Param counts: non-relational 4 740, relational 6 348 (extra ≈ 1 600 in the message MLP).
Mean rollout velocity-MSE (RMSE in vel units, T=30 closed-loop steps, averaged over 50 evaluation sequences):
| K | non-relational | relational | rel / non-rel | Note |
|---|---|---|---|---|
| 4 (train) | 0.6425 | 0.5910 | 0.920 | rel wins |
| 3 (extrap) | 0.6430 | 0.5233 | 0.814 | rel wins (largest gap) |
| 5 (extrap) | 0.6591 | 0.6393 | 0.970 | rel wins |
| 6 (extrap) | 0.6796 | 0.6894 | 1.014 | non-rel wins (distribution shift dominates) |
Mean rollout position-MSE (RMSE in box units):
| K | non-relational | relational |
|---|---|---|
| 4 | 0.2036 | 0.1758 |
| 3 | 0.2052 | 0.1625 |
| 5 | 0.1976 | 0.1902 |
| 6 | 0.1987 | 0.2213 |
The relational model wins on every K it was trained on or near; it loses at K=6 where the rendered-density extrapolation is severe (6 disks of radius 0.11 in [0,1]² puts the packing fraction near 23%, well outside training). Across 3 seeds the K=3, 4, 5 wins are consistent (4/4 and 3/4 wins respectively); K=6 is mixed (2 of 3 seeds the non-relational wins).

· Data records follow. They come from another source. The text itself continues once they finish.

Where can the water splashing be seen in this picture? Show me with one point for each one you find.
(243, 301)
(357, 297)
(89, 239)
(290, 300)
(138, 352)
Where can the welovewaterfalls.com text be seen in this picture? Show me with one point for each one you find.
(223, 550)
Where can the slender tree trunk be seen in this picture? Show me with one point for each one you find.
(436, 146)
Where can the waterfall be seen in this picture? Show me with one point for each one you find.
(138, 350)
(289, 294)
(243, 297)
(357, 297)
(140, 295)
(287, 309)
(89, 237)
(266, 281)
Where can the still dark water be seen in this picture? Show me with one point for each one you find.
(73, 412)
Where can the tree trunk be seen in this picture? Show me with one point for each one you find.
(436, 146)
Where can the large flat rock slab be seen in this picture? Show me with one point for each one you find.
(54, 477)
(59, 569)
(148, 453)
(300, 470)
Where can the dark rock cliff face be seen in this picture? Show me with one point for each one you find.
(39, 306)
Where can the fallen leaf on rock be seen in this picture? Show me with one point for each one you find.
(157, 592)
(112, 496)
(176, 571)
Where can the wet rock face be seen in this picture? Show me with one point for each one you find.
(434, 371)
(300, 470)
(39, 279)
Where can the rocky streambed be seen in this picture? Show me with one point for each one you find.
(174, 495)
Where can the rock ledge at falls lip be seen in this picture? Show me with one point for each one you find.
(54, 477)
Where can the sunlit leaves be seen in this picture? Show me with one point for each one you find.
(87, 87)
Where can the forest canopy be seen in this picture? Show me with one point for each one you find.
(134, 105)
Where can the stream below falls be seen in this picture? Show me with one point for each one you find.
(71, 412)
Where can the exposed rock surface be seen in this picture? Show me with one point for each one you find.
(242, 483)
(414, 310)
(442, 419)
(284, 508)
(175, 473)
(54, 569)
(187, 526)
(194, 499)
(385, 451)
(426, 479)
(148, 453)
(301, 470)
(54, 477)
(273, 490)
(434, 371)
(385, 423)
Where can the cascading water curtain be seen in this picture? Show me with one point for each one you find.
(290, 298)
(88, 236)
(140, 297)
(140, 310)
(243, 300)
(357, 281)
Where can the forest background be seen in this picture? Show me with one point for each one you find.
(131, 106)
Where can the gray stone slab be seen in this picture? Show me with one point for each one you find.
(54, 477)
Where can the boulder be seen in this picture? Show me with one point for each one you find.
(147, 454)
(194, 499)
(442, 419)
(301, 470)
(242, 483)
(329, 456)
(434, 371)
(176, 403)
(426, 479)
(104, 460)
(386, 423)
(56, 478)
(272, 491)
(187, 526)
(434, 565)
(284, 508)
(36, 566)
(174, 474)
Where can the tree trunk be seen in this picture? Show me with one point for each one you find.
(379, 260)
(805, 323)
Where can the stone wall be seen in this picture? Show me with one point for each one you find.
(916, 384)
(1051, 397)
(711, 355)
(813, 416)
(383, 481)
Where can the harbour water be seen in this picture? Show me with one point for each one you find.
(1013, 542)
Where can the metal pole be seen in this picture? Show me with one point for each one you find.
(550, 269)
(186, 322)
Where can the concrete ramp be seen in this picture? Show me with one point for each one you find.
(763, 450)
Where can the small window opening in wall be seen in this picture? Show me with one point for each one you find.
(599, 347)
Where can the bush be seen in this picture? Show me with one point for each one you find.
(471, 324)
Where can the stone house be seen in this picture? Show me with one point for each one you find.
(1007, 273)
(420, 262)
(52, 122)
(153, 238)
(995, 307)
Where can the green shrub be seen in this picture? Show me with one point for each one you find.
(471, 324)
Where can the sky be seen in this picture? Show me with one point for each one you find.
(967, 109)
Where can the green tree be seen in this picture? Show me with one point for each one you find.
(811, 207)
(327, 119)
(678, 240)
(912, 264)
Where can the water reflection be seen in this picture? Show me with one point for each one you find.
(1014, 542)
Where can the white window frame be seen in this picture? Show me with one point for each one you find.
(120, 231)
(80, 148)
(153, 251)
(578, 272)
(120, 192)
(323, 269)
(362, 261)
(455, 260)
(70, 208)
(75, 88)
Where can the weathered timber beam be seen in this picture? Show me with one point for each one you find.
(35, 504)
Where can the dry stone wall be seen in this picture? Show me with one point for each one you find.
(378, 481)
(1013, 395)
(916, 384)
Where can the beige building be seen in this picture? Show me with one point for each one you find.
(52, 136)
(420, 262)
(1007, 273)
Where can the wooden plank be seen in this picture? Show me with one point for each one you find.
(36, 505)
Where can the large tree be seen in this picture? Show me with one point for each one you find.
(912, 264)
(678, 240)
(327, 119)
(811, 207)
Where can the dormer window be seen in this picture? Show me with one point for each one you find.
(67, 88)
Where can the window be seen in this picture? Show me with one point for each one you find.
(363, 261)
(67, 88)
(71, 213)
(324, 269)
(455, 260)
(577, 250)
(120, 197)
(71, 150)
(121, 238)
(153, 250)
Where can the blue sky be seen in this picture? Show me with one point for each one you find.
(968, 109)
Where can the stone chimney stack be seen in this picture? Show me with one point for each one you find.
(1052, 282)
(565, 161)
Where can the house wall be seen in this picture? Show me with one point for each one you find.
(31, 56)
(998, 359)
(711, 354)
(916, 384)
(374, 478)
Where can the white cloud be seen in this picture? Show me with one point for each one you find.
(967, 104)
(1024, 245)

Reproduces? Yes – the qualitative claim (relational beats non-relational on collision-heavy velocity prediction; extrapolation works to nearby K but not arbitrary K) matches the spirit of van Steenkiste et al. 2018. Absolute MSE numbers are not directly comparable: the original paper reports binary cross-entropy on rendered frames at much larger scale (50k iterations, T=20 frames at 64×64 resolution, 4-ball training, generalization to 6–8); we report state-space MSE on a 4-D oracle slot state to keep the budget tractable on a laptop.
Visualizations
All static figures written to viz/:
viz/training_curves.png– train BPTT loss, val 1-step MSE, val t_bptt-step MSE for both models. Both converge; relational is slightly noisier (more parameters) and final 4-step val MSE is essentially tied.viz/rollout_errors.png– per-step closed-loop position and velocity RMSE for K = train, K = each extrapolation. Position curves are nearly overlapping, velocity curves separate clearly in favour of relational on K ≤ 5.viz/extrapolation_summary.png– bar chart with rel/non-rel ratio annotated above each pair of bars, separately for velocity and position MSE.viz/sample_trajectories.png– three eval sequences plotted as 2-D position trajectories: ground truth (black), non-relational rollout (red), relational rollout (green). The relational rollout tracks ground-truth bounces visibly better when balls cross paths.viz/rendered_frames.png– 3 × 4 grid of rendered frames at t = 0, T/3, 2T/3, T-1 for ground truth (Greys), non-relational rollout (Reds), and relational rollout (Greens).relational_nem_bouncing_balls.gif– the headline 3-panel side-by-side animation (also embedded above).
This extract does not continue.